“What do you say on the subject of the female attire which is offered to you, to go and hear Mass?”

“I will not take it yet, until it shall please Our Lord. And if it should happen that I should be brought to judgment, [and that I have to divest myself in Court,][[84]] I beseech the lords of the Church to do me the grace to allow me a woman’s smock and a hood for my head; I would rather die than revoke what God has made me do; and I believe firmly that God will not allow it to come to pass that I should be brought so low that I may not soon have succour from Him, and by miracle.”

“As you say that you bear a man’s dress by the command of God, why do you ask for a woman’s smock at the point of death?”

“It will be enough for me if it be long.”

“Did your Godmother who saw the fairies pass as a wise woman?”

“She was held and considered a good and honest woman, neither divineress nor sorceress.”

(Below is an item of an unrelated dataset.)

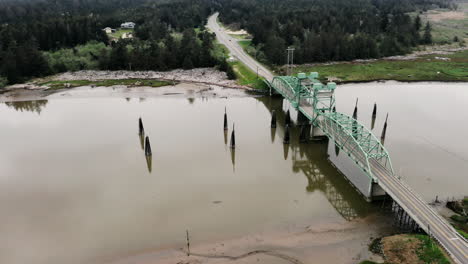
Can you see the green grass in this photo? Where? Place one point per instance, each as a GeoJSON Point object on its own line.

“You said you would take a woman’s dress, that you might be let go: would this please God?”

“If I had leave to go in woman’s dress, I should soon put myself back in man’s dress and do what God has commanded me: I have already told you so. For nothing in the world will I swear not to arm myself and put on a man’s dress; I must obey the orders of Our Lord.”

“What age and what dress had Saint Catherine and Saint Margaret?”

“You have had such answers as you will have from me, and none others shall you have: I have told you what I know of it for certain.”